O CANDIDATO que, através do líder da oposição, o "sistema" acabou de lançar na "corrida" à Presidência da República tem tudo, mas mesmo tudo, o que o dito "sistema" quer e exige para ser condignamente "representado". Em primeiro lugar pertence a um dos partidos do "blocão", esse verdadeiro "polvo" de interesses e negociatas que tem estendido os seus tentáculos sobre a sociedade portuguesa nos últimos anos; depois e para quem se lembre da UEDS, o seu percurso político, possui uma oportuna e sempre bem-vista passagem por águas esquerdistas; em terceiro lugar, andou por Macau (o que dá sempre jeito); a seguir, pertence a uma das "grandes superfícies" de advocacia e acumula uma infindável de cargos não-executivos na banca e em grandes empresas nacionais; e em quinto lugar, é maçon. Ah, é verdade! A personagem em causa chama-se António Vitorino...

sexta-feira, 16 de janeiro de 2015

Trapalhada


A TRAPALHADA que o ministro da Economia arranjou ontem com o "dossier TAP" só prova que aparecer à frente das câmeras com ar doutoral e circunspecto não é necessariamente sinónimo de inteligência. E mostrou que política não se pode fazer com raivinhas e vingançazinhas próprias de garotos malcriados. Valeu - honra lhe seja feita! - Pedro Passos Coelho que teve de puxar as orelhas aos miúdos e manda-los repetir o TPC...

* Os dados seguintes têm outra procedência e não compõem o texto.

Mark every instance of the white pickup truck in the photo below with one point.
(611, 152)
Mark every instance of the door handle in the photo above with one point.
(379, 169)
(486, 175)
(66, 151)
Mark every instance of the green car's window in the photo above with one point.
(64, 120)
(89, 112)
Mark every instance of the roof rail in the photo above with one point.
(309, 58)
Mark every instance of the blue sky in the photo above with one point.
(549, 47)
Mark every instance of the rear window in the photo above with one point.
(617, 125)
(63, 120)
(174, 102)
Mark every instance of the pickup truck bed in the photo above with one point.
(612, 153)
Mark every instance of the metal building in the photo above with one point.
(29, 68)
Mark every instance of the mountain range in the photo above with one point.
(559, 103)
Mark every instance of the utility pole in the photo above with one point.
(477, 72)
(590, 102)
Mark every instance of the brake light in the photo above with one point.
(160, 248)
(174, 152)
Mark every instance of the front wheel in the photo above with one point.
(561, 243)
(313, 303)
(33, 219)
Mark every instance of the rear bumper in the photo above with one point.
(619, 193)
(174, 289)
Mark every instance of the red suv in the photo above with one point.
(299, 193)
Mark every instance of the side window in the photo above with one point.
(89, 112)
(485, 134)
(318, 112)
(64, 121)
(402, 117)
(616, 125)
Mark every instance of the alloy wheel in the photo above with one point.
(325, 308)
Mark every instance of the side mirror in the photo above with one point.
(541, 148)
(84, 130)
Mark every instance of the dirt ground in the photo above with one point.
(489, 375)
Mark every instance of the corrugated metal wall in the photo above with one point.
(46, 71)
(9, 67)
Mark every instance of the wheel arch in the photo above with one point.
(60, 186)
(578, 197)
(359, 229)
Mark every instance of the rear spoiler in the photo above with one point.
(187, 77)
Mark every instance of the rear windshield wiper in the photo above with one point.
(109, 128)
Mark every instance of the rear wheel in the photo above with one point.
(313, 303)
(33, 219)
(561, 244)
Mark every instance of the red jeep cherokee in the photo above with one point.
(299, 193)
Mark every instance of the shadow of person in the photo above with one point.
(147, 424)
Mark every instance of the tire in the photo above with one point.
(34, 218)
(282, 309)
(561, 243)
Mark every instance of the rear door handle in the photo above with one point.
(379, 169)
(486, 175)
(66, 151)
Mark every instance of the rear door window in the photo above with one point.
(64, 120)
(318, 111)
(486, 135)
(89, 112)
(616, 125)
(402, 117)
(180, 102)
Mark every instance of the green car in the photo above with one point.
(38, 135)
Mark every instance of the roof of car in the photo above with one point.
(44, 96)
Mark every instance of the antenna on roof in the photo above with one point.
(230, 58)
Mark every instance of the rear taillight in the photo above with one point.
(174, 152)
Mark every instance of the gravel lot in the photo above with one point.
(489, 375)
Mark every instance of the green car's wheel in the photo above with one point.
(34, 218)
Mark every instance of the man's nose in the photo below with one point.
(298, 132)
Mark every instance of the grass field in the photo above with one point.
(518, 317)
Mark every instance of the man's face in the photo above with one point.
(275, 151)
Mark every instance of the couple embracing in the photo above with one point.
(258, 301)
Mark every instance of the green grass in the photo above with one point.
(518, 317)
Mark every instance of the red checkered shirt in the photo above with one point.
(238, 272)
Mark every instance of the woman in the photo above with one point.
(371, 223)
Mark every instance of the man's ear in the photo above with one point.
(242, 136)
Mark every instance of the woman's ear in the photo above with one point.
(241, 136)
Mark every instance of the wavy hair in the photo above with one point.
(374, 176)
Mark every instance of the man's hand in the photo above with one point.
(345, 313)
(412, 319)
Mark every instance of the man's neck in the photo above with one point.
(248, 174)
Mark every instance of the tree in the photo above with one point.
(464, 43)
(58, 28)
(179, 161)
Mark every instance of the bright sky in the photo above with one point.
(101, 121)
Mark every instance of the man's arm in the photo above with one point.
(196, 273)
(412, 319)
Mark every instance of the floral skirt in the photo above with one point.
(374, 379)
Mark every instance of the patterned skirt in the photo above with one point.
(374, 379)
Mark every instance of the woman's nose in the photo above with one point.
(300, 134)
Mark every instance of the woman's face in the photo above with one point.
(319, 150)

domingo, 11 de janeiro de 2015

As presidenciais e o "sistema"...

É CURIOSA a forma como o "sistema" cada vez mais insiste em empurrar Antonio Guterres para uma hipotética candidatura à Presidência da República. De há uns tempos a esta parte, raro é o dia em que não surgem notícias sobre os "estados de alma" do antigo primeiro-ministro, sobre alegados prazos impostos pela ONU ou sobre supostas confidências que ele terá feito a não sei quem - tudo isso para tentar condicionar as presidenciais do próximo ano. Para ajudar à festa, que é como quem diz para tentar atrapalhar um possível avanço de Pedro Santana Lopes, só falta mesmo o "sistema" inventar uma candidatura do solícito Paulo Portas, sempre lesto a "fazer o frete" a quem lhe impõe o que e como fazer. E claro, "empurrar" Rui Rio, agora que o irrequieto Marcelo Rebelo de Sousa começa a ver a vida andar para trás, que é como quem diz o apoio formal do partido cada vez mais longínquo. Se tudo isto "falhar", só restará então a previsível romaria à Madre de Deus. Porque o importante mesmo para o "sistema" é impedir que dez anos depois Santana tenha qualquer chance de voltar ao poder...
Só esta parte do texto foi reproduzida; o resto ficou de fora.